Nach über 40 Jahren kieferorthopädischer Praxis blicke ich heute im Jahr 2007 fasziniert und voller Anerkennung auf die gewaltige Entwicklung und die Fortschritte der europäischen Kieferorthopädie zurück.

Es war der offenkundige Rückstand in der Behandlung mit festsitzenden Apparaturen in unserem Teil der Welt, der in den frühen Sechzigerjahren des 20. Jahrhunderts zur Gründung der Angle Society of Europe (ASE) durch Dr. Ernst Hösl (Deutschland) und Dr. Juan Canut (Spanien) führte. Beide hatten ihre kieferorthopädische Ausbildung in den Vereinigten Staaten von Amerika erhalten. Die weltweite Vormachtstellung der amerikanischen Kieferorthopädie war zu jener Zeit unbestritten und amerikanische Kieferorthopäden hatten den Eindruck, sie wären ihren Kollegen aus anderen Ländern um Lichtjahre voraus. Damals verwendete die Mehrzahl der europäischen Kieferorthopäden bei der Behandlung ihrer Fälle herausnehmbare Geräte. Die Gründer der ASE waren der Ansicht, dass sich die praktische Kieferorthopädie dadurch voranbringen ließe, dass die führenden Kieferorthopäden Spaniens, Deutschlands und Norwegens zusammenkämen, voneinander lernten, sich gegenseitig inspirierten und sich auf diese Weise die Verwendung von festsitzenden Apparaturen in ganz Europa fördern ließe.

Aufgrund ihrer erfolgreichen Entwicklung und ihres Einflusses war die ASE an der stetigen Verbesserung der europäischen Kieferorthopädie beteiligt und heute befindet sich hier die Behandlung mit festsitzenden Geräten auf einem hervorragenden Niveau. Dies bedeutet, dass die Vormachtstellung der Kieferorthopädie in den USA von führenden Kieferorthopäden und den Entwicklungen in Europa und Asien (wo bekanntlich die Minischrauben als alternative Verankerung erstmals eingesetzt wurden) herausgefordert und teilweise sogar überflügelt wird. Blättert man heute in den verschiedenen kieferorthopädischen Zeitschriften, so ist es auffällig und bemerkenswert, wie viele der klinischen Beiträge aus europäischen oder asiatischen Universitäten kommen. Offensichtlich haben wir in Europa eine große Gruppe junger und talentierter Praktiker und das Niveau der europäischen Kieferorthopädie wird allgemein als sehr hoch eingeschätzt. Beim diesjährigen Kongress der American Association of Orthodontists in Seattle, WA, spielten einige europäische Kieferorthopäden eine herausragende Rolle und hielten vor großem Publikum ausgezeichnete Vorträge.

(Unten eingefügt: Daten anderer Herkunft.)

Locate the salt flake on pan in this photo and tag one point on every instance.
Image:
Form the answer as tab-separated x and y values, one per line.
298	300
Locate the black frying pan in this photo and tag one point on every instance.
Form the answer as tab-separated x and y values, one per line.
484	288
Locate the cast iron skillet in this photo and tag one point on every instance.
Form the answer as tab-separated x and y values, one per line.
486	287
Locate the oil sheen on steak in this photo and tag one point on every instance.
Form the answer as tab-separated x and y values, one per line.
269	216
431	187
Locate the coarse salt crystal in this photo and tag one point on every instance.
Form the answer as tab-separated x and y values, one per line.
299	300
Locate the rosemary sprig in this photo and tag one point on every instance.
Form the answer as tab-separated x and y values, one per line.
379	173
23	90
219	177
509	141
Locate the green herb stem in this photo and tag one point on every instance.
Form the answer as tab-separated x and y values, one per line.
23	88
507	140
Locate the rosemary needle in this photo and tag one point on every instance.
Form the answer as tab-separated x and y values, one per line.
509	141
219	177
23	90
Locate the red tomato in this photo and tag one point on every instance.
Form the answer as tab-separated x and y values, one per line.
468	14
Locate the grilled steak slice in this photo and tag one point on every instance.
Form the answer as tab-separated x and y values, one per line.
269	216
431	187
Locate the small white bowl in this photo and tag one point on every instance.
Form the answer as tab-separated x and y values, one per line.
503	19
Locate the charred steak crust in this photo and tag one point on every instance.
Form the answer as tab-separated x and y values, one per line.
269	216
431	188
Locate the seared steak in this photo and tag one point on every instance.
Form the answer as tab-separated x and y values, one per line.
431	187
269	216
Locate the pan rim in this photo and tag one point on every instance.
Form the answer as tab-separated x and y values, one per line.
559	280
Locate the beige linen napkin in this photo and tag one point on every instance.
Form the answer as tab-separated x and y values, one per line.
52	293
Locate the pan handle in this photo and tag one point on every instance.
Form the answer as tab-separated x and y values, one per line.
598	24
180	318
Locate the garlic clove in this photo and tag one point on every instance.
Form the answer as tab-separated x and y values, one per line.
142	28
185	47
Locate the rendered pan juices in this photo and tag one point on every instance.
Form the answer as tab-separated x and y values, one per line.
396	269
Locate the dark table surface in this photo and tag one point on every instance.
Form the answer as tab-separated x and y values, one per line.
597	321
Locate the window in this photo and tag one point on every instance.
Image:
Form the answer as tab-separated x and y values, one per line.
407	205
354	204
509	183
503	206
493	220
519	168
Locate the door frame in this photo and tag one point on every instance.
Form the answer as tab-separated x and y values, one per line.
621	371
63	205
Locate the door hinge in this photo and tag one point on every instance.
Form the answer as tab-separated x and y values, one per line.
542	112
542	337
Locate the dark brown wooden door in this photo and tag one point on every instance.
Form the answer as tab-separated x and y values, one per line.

Das überraschte mich nicht. Während der vergangenen Jahre wurde ich bei internationalen Treffen und Kongressen wiederholt von dem hohen Maß an Kompetenz und den viel versprechenden Fähigkeiten vieler junger europäischer Kieferorthopäden beeindruckt. Diese Praktiker sind auf dem besten Wege oder zählen bereits zu den in unserer Profession weltweit führenden Persönlichkeiten. Die bloße Erwähnung einiger dieser Kollegen und ihrer Forschungsschwerpunkte ergeben eine eindrucksvolle Liste:

Marco Rosa (Italien) arbeitet an der Verbesserung der kieferorthopädischen Verfahren zum Lückenschluss bei fehlenden seitlichen Schneidezähnen durch die Kombination von Methoden aus der ästhetischen Zahnheilkunde und exzellenter und sorgfältiger kieferorthopädischer Behandlung.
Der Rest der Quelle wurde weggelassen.